Ethnobotanical Dosage / Usage: Duke provides a "food pharmacy potential" score for this plant of, "FNFF=!" ("Survival food . . . questionable"). This makes sense as no one I have encountered in South America uses it as a food source. Kingberg notes that Cat's Claw is not even found in any register of Peruvian healing plants (despite its many, obvious medicinal properties), as it is regarded as a "religious plant" -- despite not being used as an entheogenic. (6)

Dosages and protocols vary widely according to indication and culture.
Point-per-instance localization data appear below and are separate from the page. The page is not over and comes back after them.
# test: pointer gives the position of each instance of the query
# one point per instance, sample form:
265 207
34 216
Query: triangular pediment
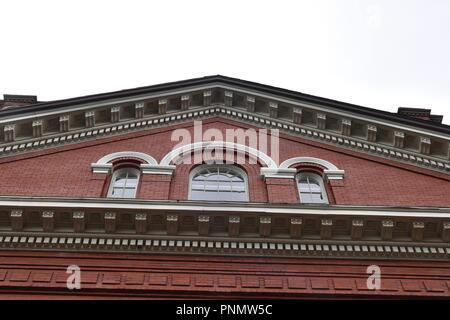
347 126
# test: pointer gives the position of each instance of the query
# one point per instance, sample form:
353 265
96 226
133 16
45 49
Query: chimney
420 113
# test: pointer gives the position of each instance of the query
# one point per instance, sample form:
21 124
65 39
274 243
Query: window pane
218 183
128 193
125 183
316 198
311 189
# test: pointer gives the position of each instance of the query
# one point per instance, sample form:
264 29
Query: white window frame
114 177
316 177
238 170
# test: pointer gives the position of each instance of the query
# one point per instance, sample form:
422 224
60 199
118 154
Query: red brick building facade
99 182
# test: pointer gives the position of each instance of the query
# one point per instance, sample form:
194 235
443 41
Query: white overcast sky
380 54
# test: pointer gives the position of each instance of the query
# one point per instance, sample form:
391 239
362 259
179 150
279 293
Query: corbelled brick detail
66 172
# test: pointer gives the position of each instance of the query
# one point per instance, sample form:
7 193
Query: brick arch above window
266 161
330 171
148 164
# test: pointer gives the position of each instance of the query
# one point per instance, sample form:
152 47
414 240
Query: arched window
124 183
311 188
218 183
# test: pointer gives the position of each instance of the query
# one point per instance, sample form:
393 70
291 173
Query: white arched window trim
331 172
234 168
149 165
316 177
114 178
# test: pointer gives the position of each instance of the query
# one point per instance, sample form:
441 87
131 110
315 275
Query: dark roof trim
385 115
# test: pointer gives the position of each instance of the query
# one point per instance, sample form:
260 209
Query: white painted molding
128 154
157 169
282 173
103 165
189 148
331 172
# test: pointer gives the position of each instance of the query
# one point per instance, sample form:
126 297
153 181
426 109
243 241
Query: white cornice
293 102
327 137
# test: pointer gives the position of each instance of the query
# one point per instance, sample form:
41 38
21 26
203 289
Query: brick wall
66 172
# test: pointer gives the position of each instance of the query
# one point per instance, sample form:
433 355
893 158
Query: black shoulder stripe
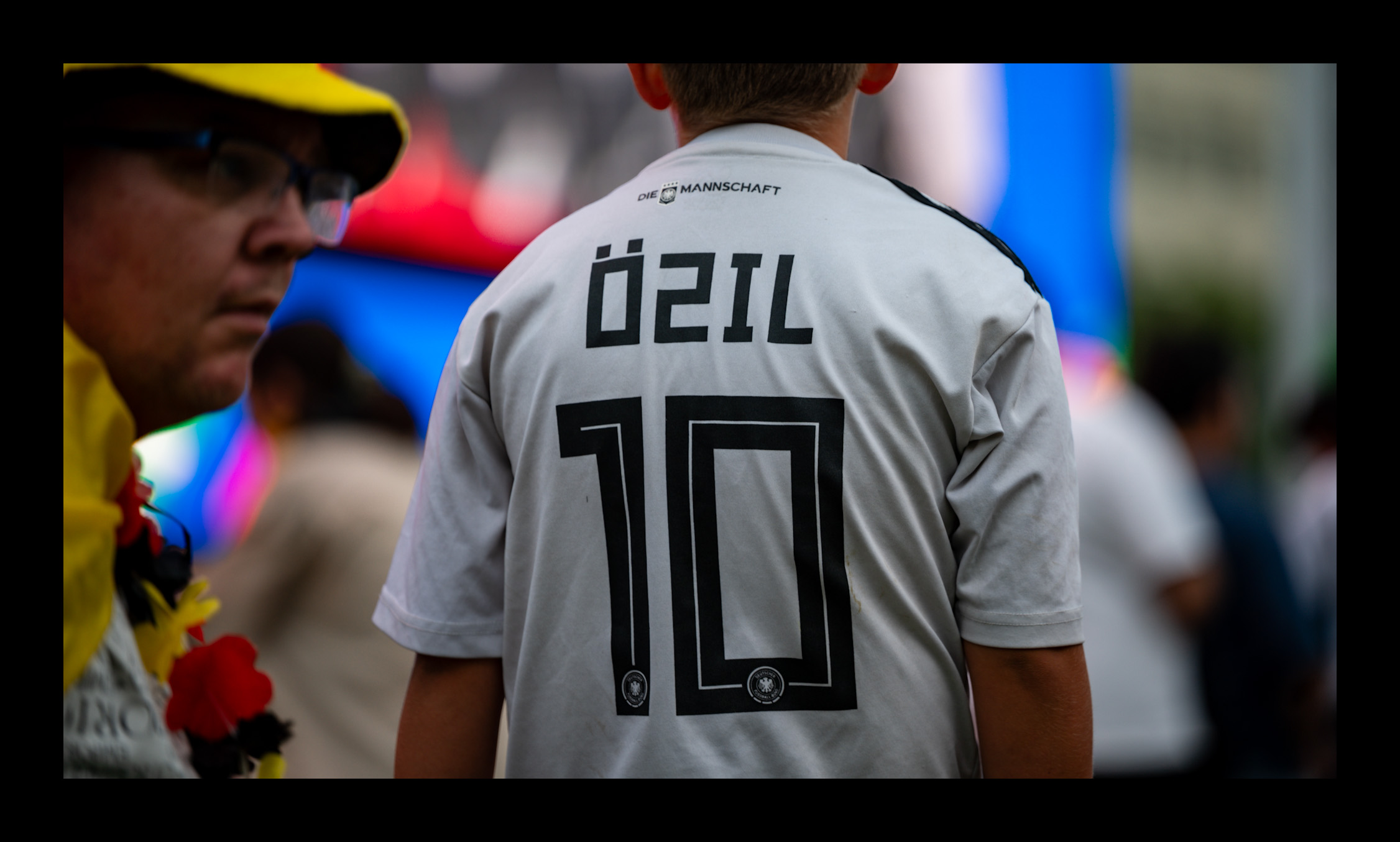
986 234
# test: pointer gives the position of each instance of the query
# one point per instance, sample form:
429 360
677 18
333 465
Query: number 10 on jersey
706 682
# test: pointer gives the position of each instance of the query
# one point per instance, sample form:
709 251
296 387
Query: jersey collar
766 133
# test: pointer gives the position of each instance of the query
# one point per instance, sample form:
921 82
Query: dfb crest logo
635 689
766 686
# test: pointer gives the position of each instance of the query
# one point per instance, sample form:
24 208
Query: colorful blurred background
1146 199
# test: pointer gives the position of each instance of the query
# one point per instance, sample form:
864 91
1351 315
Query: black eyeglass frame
298 174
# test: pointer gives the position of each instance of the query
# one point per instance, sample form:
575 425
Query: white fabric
113 723
1144 525
924 493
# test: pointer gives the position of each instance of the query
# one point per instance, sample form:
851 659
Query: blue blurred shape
1059 213
398 319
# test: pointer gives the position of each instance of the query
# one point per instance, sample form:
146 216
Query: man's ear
653 87
874 81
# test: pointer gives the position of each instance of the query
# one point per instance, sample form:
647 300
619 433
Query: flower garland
218 698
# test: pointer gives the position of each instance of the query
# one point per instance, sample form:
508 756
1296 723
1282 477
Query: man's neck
834 129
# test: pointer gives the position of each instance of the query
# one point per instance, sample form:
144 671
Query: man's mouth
249 316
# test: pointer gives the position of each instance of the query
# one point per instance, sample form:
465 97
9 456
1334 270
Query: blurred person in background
1147 550
882 469
1310 539
303 583
190 192
1256 649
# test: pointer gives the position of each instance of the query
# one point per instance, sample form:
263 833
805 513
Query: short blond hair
709 96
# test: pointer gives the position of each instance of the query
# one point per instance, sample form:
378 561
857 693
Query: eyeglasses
247 171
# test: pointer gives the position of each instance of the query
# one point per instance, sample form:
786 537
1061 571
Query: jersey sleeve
446 589
1015 495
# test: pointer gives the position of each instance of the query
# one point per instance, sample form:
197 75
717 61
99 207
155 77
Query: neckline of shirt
749 133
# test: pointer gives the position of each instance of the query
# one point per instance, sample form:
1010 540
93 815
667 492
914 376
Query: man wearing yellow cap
190 191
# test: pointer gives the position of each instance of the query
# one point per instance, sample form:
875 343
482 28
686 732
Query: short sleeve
446 589
1015 497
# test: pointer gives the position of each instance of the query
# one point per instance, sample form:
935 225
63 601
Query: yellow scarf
98 431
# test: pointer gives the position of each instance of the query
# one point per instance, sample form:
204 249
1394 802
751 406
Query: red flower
213 687
131 498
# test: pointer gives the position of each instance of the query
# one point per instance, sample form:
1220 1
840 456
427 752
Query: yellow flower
272 766
163 641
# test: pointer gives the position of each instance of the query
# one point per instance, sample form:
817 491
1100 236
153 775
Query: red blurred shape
213 687
436 209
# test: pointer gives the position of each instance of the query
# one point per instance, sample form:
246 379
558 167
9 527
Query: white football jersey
727 465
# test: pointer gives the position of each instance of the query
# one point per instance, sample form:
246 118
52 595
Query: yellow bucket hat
366 130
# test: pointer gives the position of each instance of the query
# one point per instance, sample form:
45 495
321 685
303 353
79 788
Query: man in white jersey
742 470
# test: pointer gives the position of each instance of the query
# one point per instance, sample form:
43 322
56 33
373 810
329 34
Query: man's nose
283 232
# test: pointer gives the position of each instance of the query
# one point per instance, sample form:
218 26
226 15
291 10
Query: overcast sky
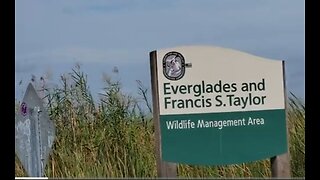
52 36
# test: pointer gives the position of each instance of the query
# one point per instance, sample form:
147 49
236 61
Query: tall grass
115 136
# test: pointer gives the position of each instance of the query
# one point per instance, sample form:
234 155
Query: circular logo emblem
23 109
173 66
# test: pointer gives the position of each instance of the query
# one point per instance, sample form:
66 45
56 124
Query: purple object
24 109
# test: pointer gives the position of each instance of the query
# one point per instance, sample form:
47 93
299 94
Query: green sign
219 106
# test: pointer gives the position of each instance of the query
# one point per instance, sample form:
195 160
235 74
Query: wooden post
280 165
164 169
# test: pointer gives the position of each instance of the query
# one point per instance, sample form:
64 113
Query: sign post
164 169
34 134
217 106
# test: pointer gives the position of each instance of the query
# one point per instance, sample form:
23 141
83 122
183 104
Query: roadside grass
115 137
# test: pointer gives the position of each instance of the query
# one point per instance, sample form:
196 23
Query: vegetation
115 137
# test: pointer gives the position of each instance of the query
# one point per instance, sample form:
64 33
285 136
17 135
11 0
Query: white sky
52 36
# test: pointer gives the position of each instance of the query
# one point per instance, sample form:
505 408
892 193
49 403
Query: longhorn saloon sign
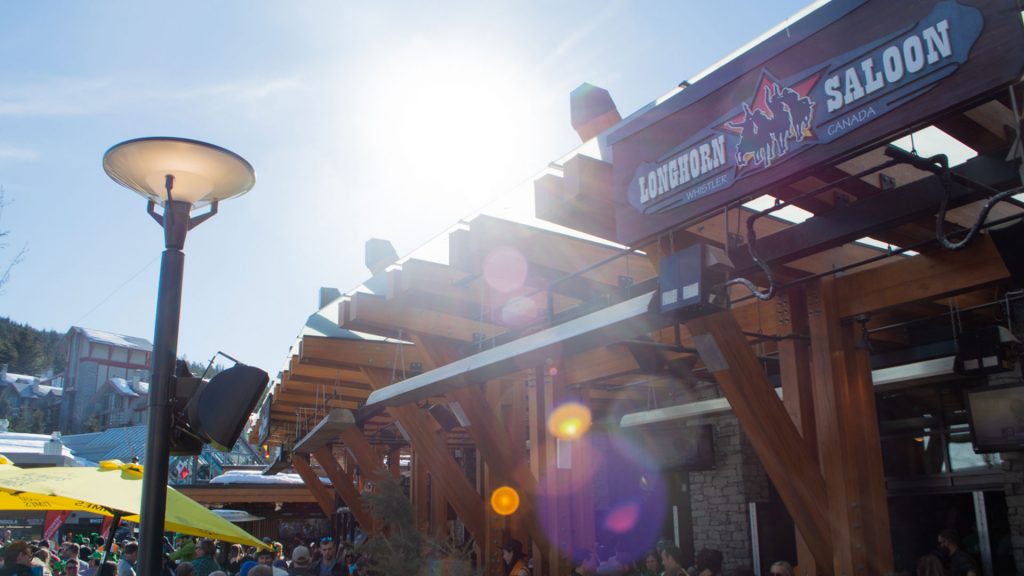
892 66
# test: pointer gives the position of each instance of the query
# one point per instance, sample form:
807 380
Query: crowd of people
184 557
187 557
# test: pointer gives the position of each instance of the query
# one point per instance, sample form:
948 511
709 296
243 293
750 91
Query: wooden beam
324 496
296 369
345 487
836 427
354 354
599 363
866 445
419 493
457 489
795 368
371 465
326 432
543 248
507 459
780 448
926 277
227 494
369 312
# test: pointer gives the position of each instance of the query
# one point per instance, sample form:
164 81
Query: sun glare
453 118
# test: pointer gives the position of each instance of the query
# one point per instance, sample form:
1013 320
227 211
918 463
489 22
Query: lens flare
623 519
505 500
505 270
569 421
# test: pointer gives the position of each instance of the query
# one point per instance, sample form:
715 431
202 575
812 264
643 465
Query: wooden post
371 465
344 485
780 448
421 499
454 486
795 366
394 461
836 419
324 496
867 446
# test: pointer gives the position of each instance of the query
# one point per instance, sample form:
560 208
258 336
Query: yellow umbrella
114 488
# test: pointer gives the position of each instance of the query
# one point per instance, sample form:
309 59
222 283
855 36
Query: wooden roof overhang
473 333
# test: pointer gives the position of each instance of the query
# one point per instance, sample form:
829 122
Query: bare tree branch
19 256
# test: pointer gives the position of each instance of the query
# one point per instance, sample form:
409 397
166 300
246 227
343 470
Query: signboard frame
700 150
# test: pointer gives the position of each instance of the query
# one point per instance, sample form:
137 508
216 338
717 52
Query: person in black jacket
16 560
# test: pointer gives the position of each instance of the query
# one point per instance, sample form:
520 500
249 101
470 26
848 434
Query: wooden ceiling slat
355 354
369 312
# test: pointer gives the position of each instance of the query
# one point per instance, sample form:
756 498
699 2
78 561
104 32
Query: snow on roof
113 444
20 443
115 339
122 386
31 388
12 378
256 477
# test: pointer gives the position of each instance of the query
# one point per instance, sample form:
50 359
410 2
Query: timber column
849 449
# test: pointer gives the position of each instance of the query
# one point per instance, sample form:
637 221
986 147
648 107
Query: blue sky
363 119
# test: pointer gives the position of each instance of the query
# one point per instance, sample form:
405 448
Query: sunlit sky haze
390 119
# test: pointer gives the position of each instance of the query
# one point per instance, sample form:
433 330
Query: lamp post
180 175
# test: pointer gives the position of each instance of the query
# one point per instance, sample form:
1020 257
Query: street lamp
179 174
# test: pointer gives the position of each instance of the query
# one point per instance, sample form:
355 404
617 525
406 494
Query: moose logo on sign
779 115
780 118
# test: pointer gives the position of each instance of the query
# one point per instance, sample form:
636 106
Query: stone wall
719 498
1013 466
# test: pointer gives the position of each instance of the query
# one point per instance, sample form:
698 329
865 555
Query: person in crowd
235 559
673 560
961 563
184 548
709 563
127 565
279 556
247 566
45 568
43 556
515 562
651 564
16 559
205 562
328 565
584 563
71 552
617 564
94 560
930 565
301 561
265 558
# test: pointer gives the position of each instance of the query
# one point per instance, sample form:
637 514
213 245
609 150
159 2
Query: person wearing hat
301 559
514 559
205 563
185 548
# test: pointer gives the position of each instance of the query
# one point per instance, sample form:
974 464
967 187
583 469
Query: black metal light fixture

Duke notes: "Bark decoction used to wash deep wounds, 2X/day (MCK). 20g root bark / liter of water (HH3); one gram root / cup tea, 3X/day (SKY); 30 grams powdered root / 800 ml. water simmered to 500 ml. (PH2); one tsp. decoction (SF); one cup decoction, 2X/day (RAI); 2-4 ml. tincture, 2X / day (RAI); one to two ml. tincture 1-2x/day (SKY); 1-2 (500 mg.) bark capsules, 3x/day (NH); 2 (505mg.) StX capsules/day (NH); 20-60 mg. StX. Fernando Cabieses seems to believe the folk conceptive dosage; boiling 11-13 pounds root until it is reduced to one cup (pretty tricky)." (7)

[We don't recommending using this plant as a contraceptive. Cow's Foot is far more commonly used for this purpose.] Here are other ethnobotanical uses cited by Duke (8):

  1. Ashaninka use for arthritis, bone ache, cancer, urinary inflammation, and to prevent conception and diseases in general (MCK; RAI).
  2. Colombians take for dysentery and gonorrhea (RAI).
  3. Peruvians boil 2 tbsp. bark in 1.5 liter water, taking 0.5 glass, 3X/day before meals (MPG).
  4. Peruvians suggest the herb for abscesses, arthritis, asthma, bleeding, blood disorders, bone ache, cancer, cirrhosis, dermatosis, diabetes, diarrhea, dysentery, dysmenorrhea, enterosis, fever, gastrosis, gonorrhea, herpes, HIV, immunodepression, inflammation, nephrosis, prostatitis, rheumatism, shingles, tumors, ulcers, urogenitosis, and wounds (RAI).
  5. Surinamese take for dysentery, enterosis, and wounds (RAI).